# Uneven spacing needed from finger joint jig



## alliag (Oct 15, 2013)

Hello,
I have a question. A buddy and I are making harmonica "combs" the solid wood piece in the center of a harmonica. The most efficient way to produce the combs is to make the slotted cuts (see diagram) at the appropriate height using a table saw or router. Now using a finger joint jig would be perfect for this, except for the fact that the spacing of the fingers and the slots are not the same. I know that the basic principle of a finger joint jig is to utilize the spacing from the first slot cut as a reference for all of the rest.
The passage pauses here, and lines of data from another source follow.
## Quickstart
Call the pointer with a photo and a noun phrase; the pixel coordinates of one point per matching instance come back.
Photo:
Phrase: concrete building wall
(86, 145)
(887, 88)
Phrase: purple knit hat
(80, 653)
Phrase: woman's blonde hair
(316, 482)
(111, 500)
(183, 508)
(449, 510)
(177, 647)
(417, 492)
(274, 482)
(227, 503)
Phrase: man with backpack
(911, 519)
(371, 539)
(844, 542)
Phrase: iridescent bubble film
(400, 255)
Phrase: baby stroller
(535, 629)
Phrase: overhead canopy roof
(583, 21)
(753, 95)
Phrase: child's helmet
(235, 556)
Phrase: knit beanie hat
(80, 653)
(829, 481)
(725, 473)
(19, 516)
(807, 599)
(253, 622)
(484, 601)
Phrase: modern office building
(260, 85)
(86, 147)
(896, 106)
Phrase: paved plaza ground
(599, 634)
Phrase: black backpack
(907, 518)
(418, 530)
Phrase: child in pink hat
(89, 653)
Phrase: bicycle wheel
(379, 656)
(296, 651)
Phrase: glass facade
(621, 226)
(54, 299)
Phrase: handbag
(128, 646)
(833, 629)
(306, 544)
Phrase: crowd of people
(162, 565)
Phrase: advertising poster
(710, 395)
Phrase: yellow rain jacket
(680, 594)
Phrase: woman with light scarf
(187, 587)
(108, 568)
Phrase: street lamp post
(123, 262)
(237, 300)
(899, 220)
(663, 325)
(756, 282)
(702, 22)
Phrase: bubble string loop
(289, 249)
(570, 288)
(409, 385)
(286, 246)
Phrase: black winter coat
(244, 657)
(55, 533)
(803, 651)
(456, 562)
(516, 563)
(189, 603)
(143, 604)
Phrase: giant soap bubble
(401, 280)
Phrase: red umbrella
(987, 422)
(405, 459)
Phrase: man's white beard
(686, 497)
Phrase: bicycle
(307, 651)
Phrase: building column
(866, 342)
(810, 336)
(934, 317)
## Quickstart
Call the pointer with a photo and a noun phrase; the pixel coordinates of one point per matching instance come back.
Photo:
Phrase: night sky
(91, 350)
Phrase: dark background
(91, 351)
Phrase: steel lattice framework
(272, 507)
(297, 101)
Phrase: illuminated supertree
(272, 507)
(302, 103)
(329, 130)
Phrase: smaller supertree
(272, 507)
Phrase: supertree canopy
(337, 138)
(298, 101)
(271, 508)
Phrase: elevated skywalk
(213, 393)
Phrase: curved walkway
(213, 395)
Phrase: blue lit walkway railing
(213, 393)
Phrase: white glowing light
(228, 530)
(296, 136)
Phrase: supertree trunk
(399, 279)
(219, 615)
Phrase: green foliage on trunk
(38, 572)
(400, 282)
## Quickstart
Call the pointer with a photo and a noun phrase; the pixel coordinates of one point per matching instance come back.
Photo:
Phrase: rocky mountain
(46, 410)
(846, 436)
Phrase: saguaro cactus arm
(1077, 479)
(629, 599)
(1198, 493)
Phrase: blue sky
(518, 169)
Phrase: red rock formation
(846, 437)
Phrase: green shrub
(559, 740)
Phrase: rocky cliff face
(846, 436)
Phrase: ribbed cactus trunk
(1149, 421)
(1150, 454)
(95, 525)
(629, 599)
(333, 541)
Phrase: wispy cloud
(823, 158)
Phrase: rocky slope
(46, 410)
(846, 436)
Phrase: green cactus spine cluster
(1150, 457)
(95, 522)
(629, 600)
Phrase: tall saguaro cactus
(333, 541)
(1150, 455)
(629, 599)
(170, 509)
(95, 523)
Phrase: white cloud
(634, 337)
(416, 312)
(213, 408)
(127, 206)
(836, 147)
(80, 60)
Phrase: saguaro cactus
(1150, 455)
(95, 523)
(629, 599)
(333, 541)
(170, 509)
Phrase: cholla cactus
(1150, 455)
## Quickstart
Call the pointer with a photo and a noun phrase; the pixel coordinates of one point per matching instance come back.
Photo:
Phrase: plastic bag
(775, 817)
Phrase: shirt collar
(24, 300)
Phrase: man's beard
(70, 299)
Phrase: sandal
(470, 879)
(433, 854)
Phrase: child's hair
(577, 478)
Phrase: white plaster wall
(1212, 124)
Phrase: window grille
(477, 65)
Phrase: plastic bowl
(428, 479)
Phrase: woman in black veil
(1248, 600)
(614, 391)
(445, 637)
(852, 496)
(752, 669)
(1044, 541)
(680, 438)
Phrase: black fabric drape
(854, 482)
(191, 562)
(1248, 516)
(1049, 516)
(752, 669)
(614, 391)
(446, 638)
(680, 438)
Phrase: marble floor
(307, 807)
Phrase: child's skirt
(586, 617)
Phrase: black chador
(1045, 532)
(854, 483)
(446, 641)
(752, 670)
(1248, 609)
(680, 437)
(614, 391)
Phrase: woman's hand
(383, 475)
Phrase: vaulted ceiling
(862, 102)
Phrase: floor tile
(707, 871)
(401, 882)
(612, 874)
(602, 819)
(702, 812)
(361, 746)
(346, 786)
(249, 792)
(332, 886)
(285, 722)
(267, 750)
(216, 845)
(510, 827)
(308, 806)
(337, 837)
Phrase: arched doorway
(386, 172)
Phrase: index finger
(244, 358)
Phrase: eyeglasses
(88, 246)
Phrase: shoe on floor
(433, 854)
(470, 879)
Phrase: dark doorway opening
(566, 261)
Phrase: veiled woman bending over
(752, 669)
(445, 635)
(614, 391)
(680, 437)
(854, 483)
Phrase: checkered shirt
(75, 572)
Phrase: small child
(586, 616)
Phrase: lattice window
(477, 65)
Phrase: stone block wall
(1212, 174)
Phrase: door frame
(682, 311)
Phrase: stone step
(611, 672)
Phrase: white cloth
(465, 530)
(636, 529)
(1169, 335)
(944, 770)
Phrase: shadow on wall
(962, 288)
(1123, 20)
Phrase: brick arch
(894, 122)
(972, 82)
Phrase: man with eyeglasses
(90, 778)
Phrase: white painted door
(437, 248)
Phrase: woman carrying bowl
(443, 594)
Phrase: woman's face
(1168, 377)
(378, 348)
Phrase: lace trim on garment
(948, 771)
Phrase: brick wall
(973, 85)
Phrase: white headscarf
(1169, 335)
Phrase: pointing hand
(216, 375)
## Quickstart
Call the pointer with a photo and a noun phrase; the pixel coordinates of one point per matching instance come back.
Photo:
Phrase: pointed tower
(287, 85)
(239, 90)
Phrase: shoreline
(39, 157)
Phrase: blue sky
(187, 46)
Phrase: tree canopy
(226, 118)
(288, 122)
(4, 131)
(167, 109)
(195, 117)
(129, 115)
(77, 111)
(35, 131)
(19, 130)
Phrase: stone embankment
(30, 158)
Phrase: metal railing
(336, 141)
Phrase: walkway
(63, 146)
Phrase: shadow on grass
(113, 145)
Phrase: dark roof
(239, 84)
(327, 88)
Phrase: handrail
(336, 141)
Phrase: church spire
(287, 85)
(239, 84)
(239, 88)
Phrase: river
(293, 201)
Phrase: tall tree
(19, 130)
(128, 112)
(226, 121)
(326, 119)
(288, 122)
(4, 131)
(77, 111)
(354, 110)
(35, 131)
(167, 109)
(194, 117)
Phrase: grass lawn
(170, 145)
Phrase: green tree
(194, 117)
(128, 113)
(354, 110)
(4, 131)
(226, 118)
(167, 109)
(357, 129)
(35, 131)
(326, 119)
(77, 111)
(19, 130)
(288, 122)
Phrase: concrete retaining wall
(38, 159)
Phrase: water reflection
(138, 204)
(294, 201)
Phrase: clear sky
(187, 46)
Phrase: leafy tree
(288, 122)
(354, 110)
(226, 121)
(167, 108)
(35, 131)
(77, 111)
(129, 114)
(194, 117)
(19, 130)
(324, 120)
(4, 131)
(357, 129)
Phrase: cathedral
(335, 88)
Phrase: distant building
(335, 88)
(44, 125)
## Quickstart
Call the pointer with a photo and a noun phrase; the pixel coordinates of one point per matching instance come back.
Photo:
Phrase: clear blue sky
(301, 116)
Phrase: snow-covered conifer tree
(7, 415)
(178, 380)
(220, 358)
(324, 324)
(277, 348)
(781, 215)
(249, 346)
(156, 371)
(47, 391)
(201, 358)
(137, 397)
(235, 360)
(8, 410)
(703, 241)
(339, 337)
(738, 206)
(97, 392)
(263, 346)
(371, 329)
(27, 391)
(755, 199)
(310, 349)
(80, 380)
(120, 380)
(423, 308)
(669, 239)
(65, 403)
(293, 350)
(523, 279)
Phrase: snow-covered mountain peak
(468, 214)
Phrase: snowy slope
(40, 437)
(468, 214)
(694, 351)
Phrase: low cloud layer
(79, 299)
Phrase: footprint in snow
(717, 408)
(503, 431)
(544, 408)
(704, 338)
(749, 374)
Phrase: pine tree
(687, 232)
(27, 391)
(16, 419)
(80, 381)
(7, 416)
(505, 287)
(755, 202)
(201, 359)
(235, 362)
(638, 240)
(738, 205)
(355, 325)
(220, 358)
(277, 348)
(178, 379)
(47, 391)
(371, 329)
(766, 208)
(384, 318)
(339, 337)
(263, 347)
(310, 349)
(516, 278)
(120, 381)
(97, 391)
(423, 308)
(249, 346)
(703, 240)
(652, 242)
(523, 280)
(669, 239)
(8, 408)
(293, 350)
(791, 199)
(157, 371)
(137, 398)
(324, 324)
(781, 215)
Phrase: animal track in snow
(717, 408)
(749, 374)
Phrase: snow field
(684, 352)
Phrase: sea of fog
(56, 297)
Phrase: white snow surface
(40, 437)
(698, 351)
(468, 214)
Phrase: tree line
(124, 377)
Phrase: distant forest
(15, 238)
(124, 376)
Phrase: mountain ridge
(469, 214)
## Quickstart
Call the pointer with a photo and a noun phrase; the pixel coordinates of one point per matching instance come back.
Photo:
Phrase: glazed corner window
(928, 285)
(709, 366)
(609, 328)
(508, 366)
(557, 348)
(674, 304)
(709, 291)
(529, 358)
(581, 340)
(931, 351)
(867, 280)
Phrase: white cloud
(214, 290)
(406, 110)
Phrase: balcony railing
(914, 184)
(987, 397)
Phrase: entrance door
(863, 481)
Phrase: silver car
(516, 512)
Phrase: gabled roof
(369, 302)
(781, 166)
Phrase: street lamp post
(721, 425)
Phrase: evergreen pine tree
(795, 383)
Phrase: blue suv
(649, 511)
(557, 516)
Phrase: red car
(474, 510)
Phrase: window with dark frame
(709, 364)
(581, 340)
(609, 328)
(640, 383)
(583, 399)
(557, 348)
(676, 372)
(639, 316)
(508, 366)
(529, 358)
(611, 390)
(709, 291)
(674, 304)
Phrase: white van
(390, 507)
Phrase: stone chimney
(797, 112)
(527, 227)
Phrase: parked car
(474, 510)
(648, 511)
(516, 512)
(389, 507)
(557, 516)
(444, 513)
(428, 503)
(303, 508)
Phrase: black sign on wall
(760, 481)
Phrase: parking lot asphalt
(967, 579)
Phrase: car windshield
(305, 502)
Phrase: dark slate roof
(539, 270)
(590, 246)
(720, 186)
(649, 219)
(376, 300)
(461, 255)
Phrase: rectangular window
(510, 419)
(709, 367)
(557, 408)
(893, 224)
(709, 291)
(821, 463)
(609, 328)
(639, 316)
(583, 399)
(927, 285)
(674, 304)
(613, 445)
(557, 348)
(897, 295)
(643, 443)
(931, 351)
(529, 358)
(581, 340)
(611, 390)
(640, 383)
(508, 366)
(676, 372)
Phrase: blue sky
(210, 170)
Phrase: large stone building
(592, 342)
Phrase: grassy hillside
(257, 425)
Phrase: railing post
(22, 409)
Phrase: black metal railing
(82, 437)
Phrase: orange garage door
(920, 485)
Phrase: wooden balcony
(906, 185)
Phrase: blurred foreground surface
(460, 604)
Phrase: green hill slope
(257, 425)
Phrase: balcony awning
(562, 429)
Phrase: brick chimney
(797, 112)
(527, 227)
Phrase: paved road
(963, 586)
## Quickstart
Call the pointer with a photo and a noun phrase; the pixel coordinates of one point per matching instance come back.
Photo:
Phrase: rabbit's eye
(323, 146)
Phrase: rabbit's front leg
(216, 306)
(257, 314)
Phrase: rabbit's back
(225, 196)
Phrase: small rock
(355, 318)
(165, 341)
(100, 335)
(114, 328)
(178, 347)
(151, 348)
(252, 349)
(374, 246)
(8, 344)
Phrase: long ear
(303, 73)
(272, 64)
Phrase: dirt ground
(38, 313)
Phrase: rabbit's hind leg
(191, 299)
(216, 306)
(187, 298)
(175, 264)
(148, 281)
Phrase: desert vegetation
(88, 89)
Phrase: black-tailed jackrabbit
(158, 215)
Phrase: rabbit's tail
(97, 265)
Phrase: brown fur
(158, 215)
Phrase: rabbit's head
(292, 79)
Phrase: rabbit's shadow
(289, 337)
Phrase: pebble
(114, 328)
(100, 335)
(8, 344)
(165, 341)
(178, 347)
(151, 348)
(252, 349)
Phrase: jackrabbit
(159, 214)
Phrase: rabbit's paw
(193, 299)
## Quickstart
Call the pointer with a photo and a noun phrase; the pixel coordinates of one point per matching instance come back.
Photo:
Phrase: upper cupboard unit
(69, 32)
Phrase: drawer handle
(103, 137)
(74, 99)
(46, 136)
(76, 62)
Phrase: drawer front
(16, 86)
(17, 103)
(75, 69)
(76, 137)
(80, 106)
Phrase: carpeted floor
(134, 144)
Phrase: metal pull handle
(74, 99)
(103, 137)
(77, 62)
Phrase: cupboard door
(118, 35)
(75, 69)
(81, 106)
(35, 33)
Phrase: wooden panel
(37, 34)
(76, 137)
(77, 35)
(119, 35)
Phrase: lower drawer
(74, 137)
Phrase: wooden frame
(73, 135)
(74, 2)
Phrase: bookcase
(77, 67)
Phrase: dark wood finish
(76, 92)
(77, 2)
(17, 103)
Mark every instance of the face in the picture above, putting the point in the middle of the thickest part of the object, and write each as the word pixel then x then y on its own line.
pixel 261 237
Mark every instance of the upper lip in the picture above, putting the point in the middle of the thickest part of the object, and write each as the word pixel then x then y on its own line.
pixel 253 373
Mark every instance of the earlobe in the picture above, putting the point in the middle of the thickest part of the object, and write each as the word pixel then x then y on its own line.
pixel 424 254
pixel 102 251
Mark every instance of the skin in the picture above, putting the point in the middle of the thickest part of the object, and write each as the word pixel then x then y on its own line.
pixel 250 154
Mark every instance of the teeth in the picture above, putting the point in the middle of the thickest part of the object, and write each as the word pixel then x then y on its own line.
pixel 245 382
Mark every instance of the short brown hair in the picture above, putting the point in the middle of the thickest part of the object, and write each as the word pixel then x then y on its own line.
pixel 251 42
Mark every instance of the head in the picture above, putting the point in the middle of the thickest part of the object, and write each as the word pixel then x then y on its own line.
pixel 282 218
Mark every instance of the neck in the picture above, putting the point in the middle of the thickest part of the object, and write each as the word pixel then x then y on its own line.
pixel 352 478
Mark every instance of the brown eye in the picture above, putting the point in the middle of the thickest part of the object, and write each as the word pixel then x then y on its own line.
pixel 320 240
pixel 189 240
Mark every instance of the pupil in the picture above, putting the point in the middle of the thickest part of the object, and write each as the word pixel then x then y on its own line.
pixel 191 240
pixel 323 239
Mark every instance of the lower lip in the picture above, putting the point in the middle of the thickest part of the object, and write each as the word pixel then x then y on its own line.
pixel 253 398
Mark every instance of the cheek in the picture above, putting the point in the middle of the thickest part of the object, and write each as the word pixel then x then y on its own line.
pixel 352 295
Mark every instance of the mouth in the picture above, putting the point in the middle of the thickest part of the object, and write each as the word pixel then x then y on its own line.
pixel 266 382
So I guess my question is, can you set a finger joint jig to space the teeth at a different width of the slots? In our case, we are making a 5/32" slot with a 1/8" finger width. I know we could simply use a shim of 1/8" and add one for each cut, but feel that would not be as precise or time efficient. Any advice or ideas would be appreciated!
Thanks,
Andrew


----------



## 4DThinker (Mar 13, 2013)

Seems to me with a 5/32" guide bar/pin with a 5/32" blade or bit set 1/8 of an inch from it you could get what you want. Make the pin from a 5/32" drill bit. Use a dado blade set that makes a 5/32" kerf. Take the pin out to make your first space since it is farther from the edge. Put the pin back in, then step over it for each new cut until you have all you need. All this could be done with a sacrificial backer board screwed to your miter gauge. Make the initial pass through the backer board. Remove then take time to drill the hole for the 5/32" bit precisely 1/8" from it.


----------



## alliag (Oct 15, 2013)

*Eureka!*

Ah I see, this will indeed get the job done! I greatly appreciate the help!
Thanks,
Andrew


----------



## 4DThinker (Mar 13, 2013)

Glad I could help, Andrew. For what it is worth my middle name is also Andrew. Led to being called Andy as a kid, and Handy Andy when I figured out solutions to my parents and siblings challenges.


----------



## alliag (Oct 15, 2013)

Haha ain't it a great name? Never has let me down ... About to get rolling on the project, will let ya know how it goes!
Best,
Andrew


----------